The author of several well-received volumes of poetry, Roche (pronounced "rawsh") taught over the years at colleges and universities throughout the United States, among them Smith College, the University of Notre Dame, Centenary College in New Jersey and Emory & Henry College in Virginia, where, his family said in a statement, "He used to wander stark naked through the woods carpeted with violets."
Roche's translations of Greek and Latin works, published in the Signet Classics series and by New American Library, have long been familiar to students in the United States and in Britain. He was also known for his three-decade-long relationship with the prominent English painter Duncan Grant, a founder of the charmed, unorthodox Bloomsbury circle.
Among the remarkable characters, Bloomsbury and otherwise, threading through Roche's life were these (the events described were confirmed by Roche's daughter and by many published accounts):
•Vanessa Bell, a painter and designer (and Virginia Woolf's sister) who married Clive Bell but also had a daughter with Grant.

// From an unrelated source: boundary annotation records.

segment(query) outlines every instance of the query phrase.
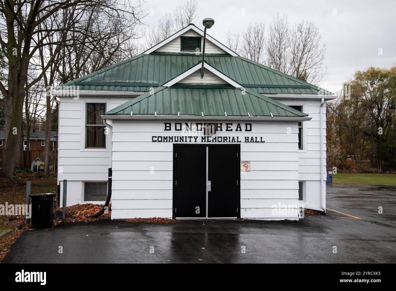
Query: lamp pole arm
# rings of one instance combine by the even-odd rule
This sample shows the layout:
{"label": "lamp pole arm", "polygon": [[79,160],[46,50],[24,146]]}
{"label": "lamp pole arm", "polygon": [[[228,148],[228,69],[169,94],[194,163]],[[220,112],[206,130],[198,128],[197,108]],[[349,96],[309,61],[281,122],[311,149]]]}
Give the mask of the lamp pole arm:
{"label": "lamp pole arm", "polygon": [[204,45],[202,48],[202,64],[201,66],[201,78],[204,78],[204,61],[205,57],[205,41],[206,39],[206,28],[204,30]]}

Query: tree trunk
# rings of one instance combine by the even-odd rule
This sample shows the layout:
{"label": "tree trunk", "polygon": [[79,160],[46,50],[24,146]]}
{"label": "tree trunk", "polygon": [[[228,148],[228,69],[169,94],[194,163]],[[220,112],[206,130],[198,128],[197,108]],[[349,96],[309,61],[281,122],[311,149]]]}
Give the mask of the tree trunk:
{"label": "tree trunk", "polygon": [[[5,129],[6,135],[6,149],[4,151],[4,163],[1,168],[1,173],[6,177],[11,179],[15,169],[15,161],[18,151],[18,131],[22,126],[21,112],[23,108],[25,99],[25,82],[18,82],[18,78],[13,79],[15,82],[10,82],[11,88],[9,88],[9,95],[4,103],[5,114],[8,115],[6,120],[9,120]],[[11,78],[10,79],[12,80]],[[22,84],[21,86],[18,86]],[[10,89],[11,89],[11,90]]]}
{"label": "tree trunk", "polygon": [[17,158],[15,165],[15,167],[19,169],[23,169],[25,166],[25,161],[23,159],[23,131],[21,124],[21,129],[18,132],[18,144],[17,145]]}
{"label": "tree trunk", "polygon": [[26,98],[25,99],[25,115],[26,118],[26,159],[25,160],[25,167],[30,168],[30,147],[29,143],[28,141],[30,141],[30,114],[29,112],[29,91],[26,92]]}

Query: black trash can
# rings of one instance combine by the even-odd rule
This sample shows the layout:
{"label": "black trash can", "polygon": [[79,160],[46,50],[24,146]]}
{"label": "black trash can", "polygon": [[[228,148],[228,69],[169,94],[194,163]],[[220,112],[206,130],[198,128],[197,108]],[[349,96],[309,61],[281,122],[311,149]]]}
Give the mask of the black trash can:
{"label": "black trash can", "polygon": [[53,198],[52,193],[32,194],[32,227],[48,228],[53,224]]}
{"label": "black trash can", "polygon": [[326,180],[326,184],[333,184],[333,170],[327,169],[327,179]]}

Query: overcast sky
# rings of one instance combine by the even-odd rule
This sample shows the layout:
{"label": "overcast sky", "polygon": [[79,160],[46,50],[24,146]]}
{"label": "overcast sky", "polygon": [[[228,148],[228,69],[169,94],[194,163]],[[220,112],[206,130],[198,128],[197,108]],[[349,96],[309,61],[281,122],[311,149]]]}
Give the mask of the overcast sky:
{"label": "overcast sky", "polygon": [[[147,0],[146,22],[156,25],[166,12],[183,0]],[[293,24],[304,19],[318,28],[326,47],[327,79],[321,84],[335,92],[357,70],[369,67],[389,67],[396,63],[396,0],[318,1],[263,0],[197,0],[200,21],[215,19],[208,33],[225,43],[228,31],[242,32],[250,22],[268,25],[278,13],[285,14]],[[333,15],[336,9],[336,14]],[[245,12],[242,15],[242,11]],[[196,24],[198,25],[198,23]],[[379,49],[383,55],[379,55]]]}

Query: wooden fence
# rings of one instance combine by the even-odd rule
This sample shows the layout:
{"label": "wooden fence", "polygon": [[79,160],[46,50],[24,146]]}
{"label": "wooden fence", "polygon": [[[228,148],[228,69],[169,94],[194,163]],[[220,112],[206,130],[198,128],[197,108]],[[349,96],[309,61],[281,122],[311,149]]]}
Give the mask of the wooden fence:
{"label": "wooden fence", "polygon": [[[4,156],[5,151],[5,150],[0,150],[0,160],[1,160],[2,165],[3,163],[4,162]],[[30,165],[32,164],[32,162],[33,162],[33,160],[40,156],[45,156],[46,154],[44,150],[30,150],[29,151],[30,152],[30,161],[29,162],[29,167],[30,168]],[[25,155],[25,158],[26,159],[26,157],[27,156],[26,151],[24,151],[23,153]],[[52,159],[53,162],[54,153],[54,152],[52,151],[50,152],[50,157]]]}

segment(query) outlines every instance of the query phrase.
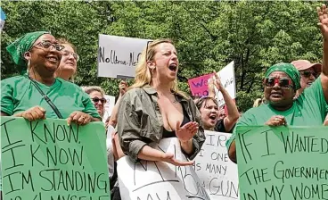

She was passionately jealous of Roche's friendship with Grant, though Roche, who was considered breathtakingly handsome, occasionally modeled for her. She died in 1961.
•Grant, whom Roche met in 1946 when they found themselves crossing a London street together. Before long, Roche was posing, clothed and unclothed, for Grant's paintings. Roche neglected to inform Grant that he was also an ordained Roman Catholic priest. After some time went by, he told Grant this. Grant was surprised. Roche eventually left the priesthood.
•Mary Blundell, a young English physicist who gave birth to Roche's oldest child in 1953 but later married someone else.
•Clarissa Tanner, a young American traveling in Europe who married Roche in 1954 and shortly afterward gave birth to their first child; they had three more children together. They divorced in 1983.
Sylvia Plath, Ted Hughes, Orson Welles and Christopher Plummer also make cameo appearances in his life.
Donald Robert Paul Roche was born in Mussoorie, a hill station in India, on Sept. 25, 1916.
His father, an engineer, designed bridges and stations for the Great India Peninsular Railways; his mother died of smallpox when Roche was 9.
Sent to England for schooling, Roche went on to earn degrees in philosophy and theology from the Pontifical Gregorian University in Rome. He was ordained in 1943, later becoming the assistant personal secretary to the Roman Catholic archbishop of Westminster.